Here’s our data.json:

{
    "name": "Yaroslav",
    "salary": "100 USD",
    "kind": 1
}
kinds = {
    1: "Good person",
    2: "Bad person"
}

class KindMutator(BaseValidator):

    def validate(self, instance, value):
        if value not in kinds:
            raise ValidationError(f"Person kind should be in {kinds.keys()}")

    def mutate(self, instance, value):
        return kinds[value]


@autoinit
class Person(Container):
    name = String()
    salary = Salary(amount=100, currency="USD")
    kind = KindMutator()

Person.from_path("data.json").to_path("mutated_data.json", indent=4)

And here’s what we get in mutated_data.json:

{
    "name": "Yaroslav",
    "salary": "Yaroslav salary is: 100 USD",
    "kind": "Good person"
}

Making object factories

It is possible to make object factory based on the same Container class.

class Multiplication(BaseValidator):

    def validate(self, instance, value):
        if not isinstance(value, (int, float)):
            raise ValidationError(f"`{self.field_name}` should be a number")

    def mutate(self, instance, value):
        return value * instance.get_extra("multiplicator", default=1)

@autoinit
class Person(Container):
    name = String()
    age = Multiplication()


young_person = Person.extra(multiplicator=2)
old_person = Person.extra(multiplicator=5)

john = young_person(name="John", age=10)
yaroslav = old_person(name="yaroslav", age=10)
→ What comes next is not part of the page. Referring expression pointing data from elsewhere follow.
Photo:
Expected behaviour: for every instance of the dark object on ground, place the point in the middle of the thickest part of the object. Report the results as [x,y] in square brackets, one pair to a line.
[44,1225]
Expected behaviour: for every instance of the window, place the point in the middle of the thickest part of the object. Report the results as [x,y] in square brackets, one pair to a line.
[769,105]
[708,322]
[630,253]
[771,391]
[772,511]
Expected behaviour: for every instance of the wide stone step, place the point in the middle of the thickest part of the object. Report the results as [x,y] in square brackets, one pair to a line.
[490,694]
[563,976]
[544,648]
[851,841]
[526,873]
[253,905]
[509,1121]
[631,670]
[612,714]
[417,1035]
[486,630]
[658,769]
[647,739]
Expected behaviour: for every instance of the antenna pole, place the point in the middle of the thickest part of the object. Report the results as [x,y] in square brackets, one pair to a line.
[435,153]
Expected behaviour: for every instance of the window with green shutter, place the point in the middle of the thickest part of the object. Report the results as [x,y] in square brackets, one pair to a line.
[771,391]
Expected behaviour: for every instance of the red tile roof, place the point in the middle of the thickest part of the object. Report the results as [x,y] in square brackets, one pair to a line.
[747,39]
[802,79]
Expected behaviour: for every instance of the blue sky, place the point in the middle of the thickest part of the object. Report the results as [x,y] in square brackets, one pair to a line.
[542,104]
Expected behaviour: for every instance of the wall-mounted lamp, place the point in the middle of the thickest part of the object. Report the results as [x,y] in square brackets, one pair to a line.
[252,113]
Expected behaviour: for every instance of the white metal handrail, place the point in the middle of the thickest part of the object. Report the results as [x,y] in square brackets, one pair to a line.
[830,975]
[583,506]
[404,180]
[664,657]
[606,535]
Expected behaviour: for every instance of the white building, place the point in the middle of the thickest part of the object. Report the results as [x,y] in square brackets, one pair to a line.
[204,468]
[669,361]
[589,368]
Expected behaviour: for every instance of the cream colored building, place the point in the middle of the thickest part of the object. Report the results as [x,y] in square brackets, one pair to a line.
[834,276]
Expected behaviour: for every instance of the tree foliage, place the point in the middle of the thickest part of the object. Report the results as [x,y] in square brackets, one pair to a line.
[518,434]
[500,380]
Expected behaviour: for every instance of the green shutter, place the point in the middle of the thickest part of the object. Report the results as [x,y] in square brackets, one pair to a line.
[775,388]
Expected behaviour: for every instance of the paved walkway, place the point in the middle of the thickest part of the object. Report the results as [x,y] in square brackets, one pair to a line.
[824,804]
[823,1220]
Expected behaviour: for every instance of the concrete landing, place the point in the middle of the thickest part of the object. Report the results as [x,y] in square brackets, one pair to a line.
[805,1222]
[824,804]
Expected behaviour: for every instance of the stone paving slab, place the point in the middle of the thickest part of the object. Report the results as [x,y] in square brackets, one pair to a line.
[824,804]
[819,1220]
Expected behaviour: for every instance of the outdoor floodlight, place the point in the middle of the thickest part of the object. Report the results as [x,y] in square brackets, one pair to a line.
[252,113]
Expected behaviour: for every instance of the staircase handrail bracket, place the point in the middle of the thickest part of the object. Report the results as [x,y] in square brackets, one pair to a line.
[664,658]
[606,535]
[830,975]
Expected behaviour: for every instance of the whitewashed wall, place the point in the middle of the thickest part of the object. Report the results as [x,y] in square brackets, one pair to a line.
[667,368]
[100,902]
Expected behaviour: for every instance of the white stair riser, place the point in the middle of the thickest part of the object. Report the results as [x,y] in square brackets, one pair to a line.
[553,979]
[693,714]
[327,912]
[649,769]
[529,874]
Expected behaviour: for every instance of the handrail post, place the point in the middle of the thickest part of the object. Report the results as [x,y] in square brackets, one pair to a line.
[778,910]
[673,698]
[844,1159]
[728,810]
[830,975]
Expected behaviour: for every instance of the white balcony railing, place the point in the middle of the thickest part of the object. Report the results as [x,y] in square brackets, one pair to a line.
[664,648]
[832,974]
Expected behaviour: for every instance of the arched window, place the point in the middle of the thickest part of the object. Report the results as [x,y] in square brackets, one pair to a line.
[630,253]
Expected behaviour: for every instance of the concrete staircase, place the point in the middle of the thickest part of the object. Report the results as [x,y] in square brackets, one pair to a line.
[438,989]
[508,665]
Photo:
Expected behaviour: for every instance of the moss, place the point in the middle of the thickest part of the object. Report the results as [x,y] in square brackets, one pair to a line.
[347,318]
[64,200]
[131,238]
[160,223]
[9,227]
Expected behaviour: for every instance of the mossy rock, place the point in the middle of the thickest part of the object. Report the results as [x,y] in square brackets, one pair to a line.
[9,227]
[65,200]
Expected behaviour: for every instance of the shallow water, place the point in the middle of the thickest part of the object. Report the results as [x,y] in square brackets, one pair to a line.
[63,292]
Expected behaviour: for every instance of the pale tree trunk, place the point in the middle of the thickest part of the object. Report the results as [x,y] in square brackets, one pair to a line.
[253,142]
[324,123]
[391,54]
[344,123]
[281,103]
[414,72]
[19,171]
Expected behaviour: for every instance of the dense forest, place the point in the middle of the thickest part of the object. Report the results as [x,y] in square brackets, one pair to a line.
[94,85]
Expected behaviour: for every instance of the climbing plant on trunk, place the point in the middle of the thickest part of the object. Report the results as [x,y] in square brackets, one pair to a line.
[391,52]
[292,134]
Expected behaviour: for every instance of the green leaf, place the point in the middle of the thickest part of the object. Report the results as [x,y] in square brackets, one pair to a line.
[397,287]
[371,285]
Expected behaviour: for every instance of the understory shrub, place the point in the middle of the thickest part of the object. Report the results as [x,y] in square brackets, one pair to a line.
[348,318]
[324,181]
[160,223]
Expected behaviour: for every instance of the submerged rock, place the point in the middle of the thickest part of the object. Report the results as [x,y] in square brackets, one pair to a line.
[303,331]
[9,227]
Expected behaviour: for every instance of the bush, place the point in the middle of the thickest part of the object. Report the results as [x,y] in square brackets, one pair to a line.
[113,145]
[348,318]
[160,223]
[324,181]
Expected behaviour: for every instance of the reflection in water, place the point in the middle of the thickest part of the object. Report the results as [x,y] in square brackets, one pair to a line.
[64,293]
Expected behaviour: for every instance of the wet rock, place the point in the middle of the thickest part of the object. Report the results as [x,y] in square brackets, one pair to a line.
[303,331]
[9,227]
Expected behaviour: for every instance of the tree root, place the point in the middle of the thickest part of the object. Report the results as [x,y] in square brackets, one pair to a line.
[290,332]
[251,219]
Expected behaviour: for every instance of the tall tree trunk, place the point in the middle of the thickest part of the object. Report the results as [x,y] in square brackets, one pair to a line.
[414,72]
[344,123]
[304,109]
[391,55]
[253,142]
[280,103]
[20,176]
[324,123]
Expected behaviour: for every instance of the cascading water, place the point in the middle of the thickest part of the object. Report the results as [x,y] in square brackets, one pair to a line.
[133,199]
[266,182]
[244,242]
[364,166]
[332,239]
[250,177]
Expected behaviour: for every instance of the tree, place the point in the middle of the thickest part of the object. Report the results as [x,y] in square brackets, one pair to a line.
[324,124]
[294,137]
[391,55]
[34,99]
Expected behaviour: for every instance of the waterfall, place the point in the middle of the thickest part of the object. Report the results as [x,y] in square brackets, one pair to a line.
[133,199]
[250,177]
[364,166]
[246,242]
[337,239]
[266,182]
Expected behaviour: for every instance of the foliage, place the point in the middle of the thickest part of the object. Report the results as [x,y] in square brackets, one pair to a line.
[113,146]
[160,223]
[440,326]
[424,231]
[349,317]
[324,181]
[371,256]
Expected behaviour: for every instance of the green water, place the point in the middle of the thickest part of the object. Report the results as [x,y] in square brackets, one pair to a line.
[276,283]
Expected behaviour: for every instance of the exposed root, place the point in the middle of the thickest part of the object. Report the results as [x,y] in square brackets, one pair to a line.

print(john)  # Person(name=John, age=20)
print(yaroslav)  # Person(name=yaroslav, age=50)

As you can see, young_person and old_person acting like completely different things, but in fact they’re not.

Also, you can access underlying extra structure by doing yaroslav._extra, which returns MappingProxyType view.

Magic mixins

Lets say you want to create a mixin, normally you’d do:

class HelloMixin:

    def say(self):
        value = super().say()
        return f"My name is {value} !!!"

class Hello:

    def say(self):
        return self.name

class Person(HelloMixin, Hello):
    def __init__(self, name):
        self.name = name

person = Person("Yaroslav")
print(person.say())  # My name is Yaroslav !!!

As you can see, we’re using super() here. Magic mixins allows you to avoid that, e.g:

from pankoff.magic import MagicMixin

class HelloMixin(MagicMixin):

    def say(self, value):
        return f"My name is {value} !!!"

class Hello:

    def say(self):
        return self.name

class Person(HelloMixin, Hello):
    def __init__(self, name):
        self.name = name

person = Person("Yaroslav")
print(person.say())  # My name is Yaroslav !!!

So the idea is, when you have same method names in both mixin and its parent, mixin will consume parents’ value implicitly.

In the example above, value parameter for HelloMixin is the result say method on Hello class.

Note that it’ll chain through all the mixins in MRO.